Terminal I/O

This page describes how programs can interact with the user through a terminal & stdio.

General design

Phoenix borrows the idea of the TTY (“teletype”) from the Unix world. A TTY is a virtual object that represents a terminal, with its own set of input and output functions. By default, there are eight virtual terminals (accessible with Ctrl+Alt+1-8) that are each assigned their own TTYs. In addition, programs may create their own TTY objects; for example, a graphical terminal emulator may create its own TTY to be able to run text-mode programs in a GUI.

Each TTY has three display modes available. The first mode is standard text mode, which uses standard I/O syscalls to serially read and write plain text. This mode is similar to a standard text console on Unix-like systems.

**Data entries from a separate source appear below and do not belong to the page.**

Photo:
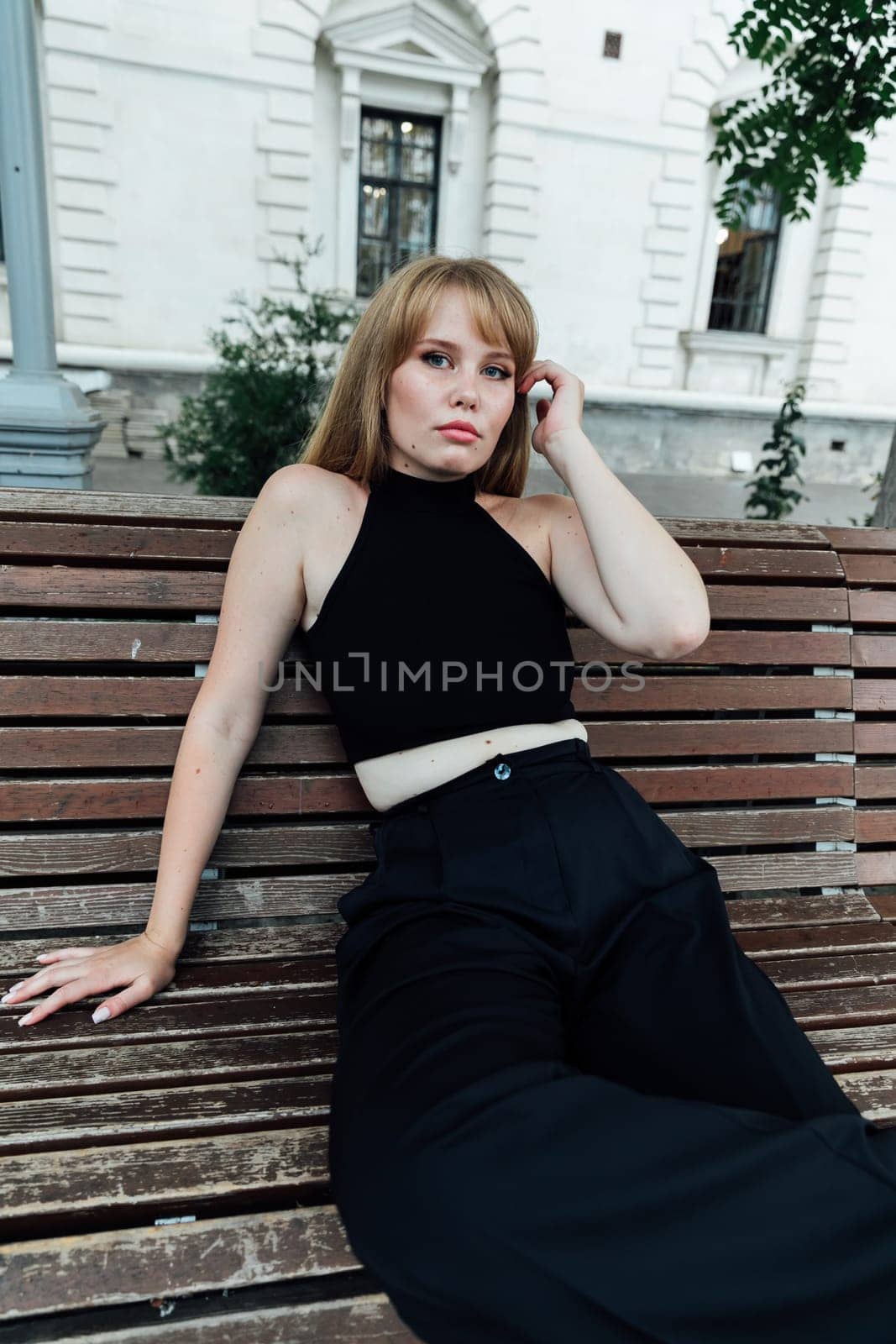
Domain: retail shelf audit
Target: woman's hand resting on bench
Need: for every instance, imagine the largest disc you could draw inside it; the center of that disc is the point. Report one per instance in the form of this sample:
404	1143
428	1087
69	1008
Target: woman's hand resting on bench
140	965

This mode is also the only one that allows concurrent access to the same TTY. Standard text mode writes characters to the screen one at a time, wrapping at the end of a line and automatically scrolling the screen. It also accepts ASCII control characters (such as \n, \r, \t), as well as ANSI escape codes, allowing primitive control of the terminal without acquiring access to the entire TTY.

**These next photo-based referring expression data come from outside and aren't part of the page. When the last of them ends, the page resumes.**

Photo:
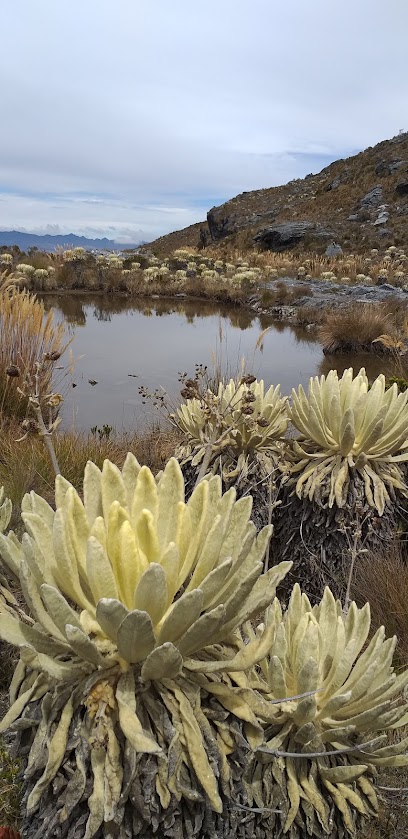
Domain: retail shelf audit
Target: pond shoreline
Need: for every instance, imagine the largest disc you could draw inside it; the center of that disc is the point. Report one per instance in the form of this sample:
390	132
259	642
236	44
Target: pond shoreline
289	305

The second mode is exclusive text mode, which allows finer-grained access to the terminal subsystem. This mode is like switching to ncurses’s alternate screen, and uses the same set of functions as normal ComputerCraft. Switching to this mode uses the openterm syscall, which returns a terminal handle object upon success. Exclusive text mode is called “exclusive” because only one program may use this mode at a time on a single TTY - the openterm syscall will return nil if another program currently has it open. This allows programs to be sure the terminal is in the same state they expect, and not have other programs be mutating the screen contents. When in exclusive text mode, standard text mode syscalls are still accepted, but are sent to a backbuffer (similar to when writing to a backgrounded VT), and are not displayed until the terminal handle is closed.

The third mode is graphics mode, and is only available when running under CraftOS-PC. Graphics mode allows access to bitmapped pixels on the screen, with up to 256 colors available at a time (see the CraftOS-PC docs for more info). It works similarly to exclusive text mode, in that it uses the opengfx syscall to acquire exclusive access to the screen. However, the handle returned by opengfx has a different set of functions for pixel manipulation. Only one of exclusive text mode or graphics mode may be acquired at once - if the TTY is currently in graphics mode, a request for exclusive text mode will fail.